Clearly you can have "effective" cohesive regulation of language, as in France, but you can also have "ineffective" regulation where there is a "top-down specification" but it is not "enforced" widely. I don't know if that is the case with the Thai official convention you mention.

I notice you are a "super moderator," and I would like to express to you that I hope we don't end up seeing language discussions that have some level of "intellectual content" being routed off to the Thai language forum when, imho, they have direct relationship to northern Thailand per se.

After all, as you well know, until the coming of the railroad, and, before that, during the long historical process of bringing many areas of Thailand under centralized control from Bangkok (via the Monthon system), Chiang Mai was, in many ways, another nation (many of the first Chakri dynasty kings relating to Chiang Mai as a "vassal state," as well as a key geo-political alliance in order to neutralize first Burmese, and then Western power, aggression ?).

.. and : to all ... :

That unique heritage of Chiang Mai is, of course, not "tangible" to many Farangs who could care less, but for some of us it is a wonderful thing to learn about, to discover. I imagine you are aware of the work of the former editor of the Far Eastern Economic Review, Michael Vatikiotis (he did a doctorate in northern Thai history at Chiang Mai University), who, in a speech on the 700th. anniversary of Chiang Mai, commented on how the former social-class stratification/segregation of Chiang Mai, and its repopulation at times by conquered people (and refugees, like the Mon silversmiths who came to Wu Lai road fleeing the rapacity of Burmese overlords) has, paradoxically, contributed to the ethnic "richness" of the culture of Chiang Mai today.

To make this more specific : I refer to the practice of enslaved or captured of voluntariliy migran peoples being given poor quality land (Wu Lai area was "bottom land" long ago, and malarial), not being allowed to live inside the walled city, or be there past a certain time of night. Being forced to remain in certain occupations (as the silversmiths were), remain in certain enclaves. Being used (corvee) for the "dirtiest" work three months a year or more ... if not technically "enslaved" or gifted by the monarch to support certain temples.

Those of you who might think I am implying a value judgement here : I find the fact that both Ayudhya and Lanna Kingdoms were built on slave labor, constantly re-settled by raiding for population, etc. in no way any different than knowing that the Alhambra was built for the Moorish overlords by Christian slaves supervised by Jewish civil servants.

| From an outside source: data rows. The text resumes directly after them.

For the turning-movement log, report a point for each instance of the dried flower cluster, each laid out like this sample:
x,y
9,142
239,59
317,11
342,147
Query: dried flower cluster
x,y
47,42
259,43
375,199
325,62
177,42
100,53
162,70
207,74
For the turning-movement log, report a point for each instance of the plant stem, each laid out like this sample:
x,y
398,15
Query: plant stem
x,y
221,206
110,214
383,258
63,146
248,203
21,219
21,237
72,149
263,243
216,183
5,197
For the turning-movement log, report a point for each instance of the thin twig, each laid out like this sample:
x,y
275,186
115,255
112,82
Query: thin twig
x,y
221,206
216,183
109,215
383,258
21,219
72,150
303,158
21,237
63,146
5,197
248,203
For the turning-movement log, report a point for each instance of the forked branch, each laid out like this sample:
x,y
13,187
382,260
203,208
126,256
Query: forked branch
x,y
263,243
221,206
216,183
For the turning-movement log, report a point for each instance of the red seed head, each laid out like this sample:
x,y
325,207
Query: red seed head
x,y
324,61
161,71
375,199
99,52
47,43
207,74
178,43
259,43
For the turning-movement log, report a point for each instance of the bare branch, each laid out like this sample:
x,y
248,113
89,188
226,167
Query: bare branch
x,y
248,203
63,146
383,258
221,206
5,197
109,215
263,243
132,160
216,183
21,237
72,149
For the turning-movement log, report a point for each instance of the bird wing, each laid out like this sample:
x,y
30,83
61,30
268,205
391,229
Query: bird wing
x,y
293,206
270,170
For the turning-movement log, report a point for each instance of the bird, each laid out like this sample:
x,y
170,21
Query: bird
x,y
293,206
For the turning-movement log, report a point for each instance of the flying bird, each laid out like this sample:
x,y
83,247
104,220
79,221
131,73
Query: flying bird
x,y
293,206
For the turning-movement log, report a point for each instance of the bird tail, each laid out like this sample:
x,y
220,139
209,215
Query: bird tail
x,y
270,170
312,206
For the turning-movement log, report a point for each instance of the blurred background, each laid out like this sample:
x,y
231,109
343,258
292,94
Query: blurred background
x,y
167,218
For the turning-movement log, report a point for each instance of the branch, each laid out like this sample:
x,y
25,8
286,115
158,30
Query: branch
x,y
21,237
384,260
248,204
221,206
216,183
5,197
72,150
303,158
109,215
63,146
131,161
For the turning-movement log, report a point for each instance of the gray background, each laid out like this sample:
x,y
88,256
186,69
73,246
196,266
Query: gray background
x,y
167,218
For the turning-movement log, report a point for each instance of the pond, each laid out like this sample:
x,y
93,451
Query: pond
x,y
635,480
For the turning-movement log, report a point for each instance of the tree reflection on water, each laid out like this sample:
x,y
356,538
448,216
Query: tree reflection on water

Or knowing that my own great-grandfather owned slaves in the U.S. Or knowing that Thomas Jefferson, often cited as the very "role model" for a nation not having a "national debt" was himself in hock up to his eyeballs to English and Scottish banks (as were most of his Tidewater Virginia plantation owner peers) to the point that at the very time he ran for Presidency on a platform of doing away with "national debt" he consciously knew that his lands and future dream home, Monticello, would be taken away from his family ultimately because of his debts. Which didn't stop him from spending $10,000 US dollars (a fortune at the time) on wine alone in his first year in office (hey he had to have somethng to take his mind off his black slave, Sally Fields, with whom he had several children).

Forums like TV that are moderated slightly and "broad spectrum" tend to often evolve toward the "lowest common denominator" : food, sex, griping about how bad whatever Thai officialdom you've lately bounced off of, rumors, posturing, etc., and, of course, some of us are literally "possessed," as is this blade of grass on which has fallen an unfortunate flea from his formerly comfy home on the back of a tick in the ear of a mangy soi dog, this sad mutant accomodation of an Orang soul-mind and an aging human form.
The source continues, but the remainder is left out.